Sa mère ne voulant pas brusquer sa fille répliqua d'une voix calme :

— Mais il n'y a rien d'écrit.

Le regard de Cassie pivota à nouveau vers le pont. La marque n'était plus là. Elle l'avait pourtant vu à peine quelques secondes auparavant. Dépassée, la jeune femme se laissa tomber à genoux sur le sol boueux.

Tandis que sa mère tentait de la relever, une voix familière perça ses sanglots :

— Est-ce que tout va bien ?

Sora ? Cassie se retourna pour être certaine de sa présence. Elle se tenait là, à quelques mètres d'elle perchée sur son cheval, le buste droit, le regard dur. Sora ! Si une personne pouvait comprendre c'était bien elle réalisa Cassie avec soulagement.

— Sora ! Dieu merci, tu dois te souvenir toi aussi ! Les choses ne t'atteignent pas tu es spécial tout comme moi !

La cavalière fronça des sourcilles et comme si elle n'avait rien entendu s'adressa à sa mère :

— Est-ce que tout va bien, Mme Evans ?

— Dis-lui que tu connais Hayden, qu'il était bien là ! Tu le sais n'est-ce pas ? Tu ne peux pas avoir oublié ! Tu l'as même dragué dans ce bar ! C'est toi qui m'as aidé à le faire partir !

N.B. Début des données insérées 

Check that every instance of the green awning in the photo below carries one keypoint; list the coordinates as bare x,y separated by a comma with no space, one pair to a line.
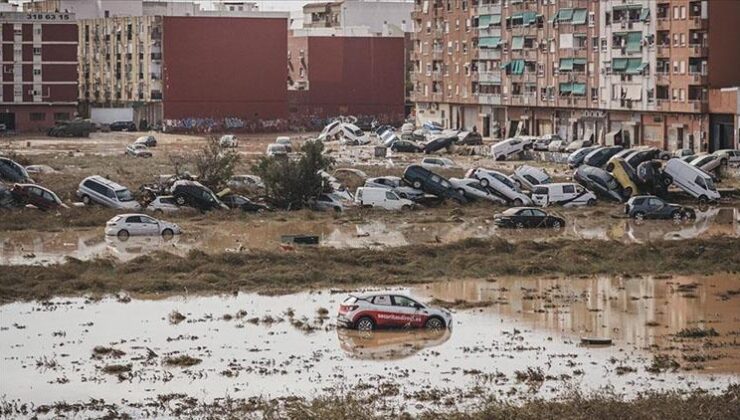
566,64
517,43
489,41
579,16
619,64
627,6
645,14
634,41
528,17
635,66
565,15
515,67
484,21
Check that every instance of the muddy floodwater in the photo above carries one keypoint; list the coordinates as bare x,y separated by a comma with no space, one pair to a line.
524,340
35,248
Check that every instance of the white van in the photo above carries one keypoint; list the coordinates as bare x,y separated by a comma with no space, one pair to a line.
692,180
381,197
96,189
567,194
503,150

Mme Evans saisit sa fille pas les épaules pour l'inciter à retourner dans la voiture et expliqua avec gène :

— Ma fille Cassie est quelque peu perturbée, je comptais l'emmener chez le médecin... Allez, Cassie, retourne dans la voiture sans faire d'histoire.

— Dis-lui Sora ! insista Cassie.

— Cassie, je pense que tu devrais écouter ta mère lui adressa-t-elle d'une voix détachée.

— Comment peux-tu dire ça ! Hayden était là, pourquoi tu ne veux pas l'avouer ? Tu savais que tout cela arriverait. C'est de ta faute ! Aide-moi !

Sora descendit calmement de son cheval, empoigna Cassie par le bras et la contraignit à marcher jusqu'à la voiture. Cassie tenta de se débattre, mais face à la force de Sora celle-ci elle ne pouvait rien faire.

Profitant d'être pour quelques secondes éloignées de sa mère, Sora glissa discrètement à l'oreille de Cassie :

— Dis-leur ce qu'ils ont envie d'entendre. Tu te mets en danger en agissant ainsi, tu nous mets tous en danger. Oublie Hayden. Crois-moi, ceci est la meilleure des options. Je t'avais pourtant prévenu que cela finirait ainsi...

Bien que choquée par sa trahison, ses recommandations ne quittèrent pas son esprit et après réflexion, Cassie décida d'appliquer ses conseils. Que pouvait-elle faire d'autre ? Chez le médecin, elle obtempéra en adoptant une attitude passive et accepta une dose médicamenteuse qui la fit somnoler plusieurs jours.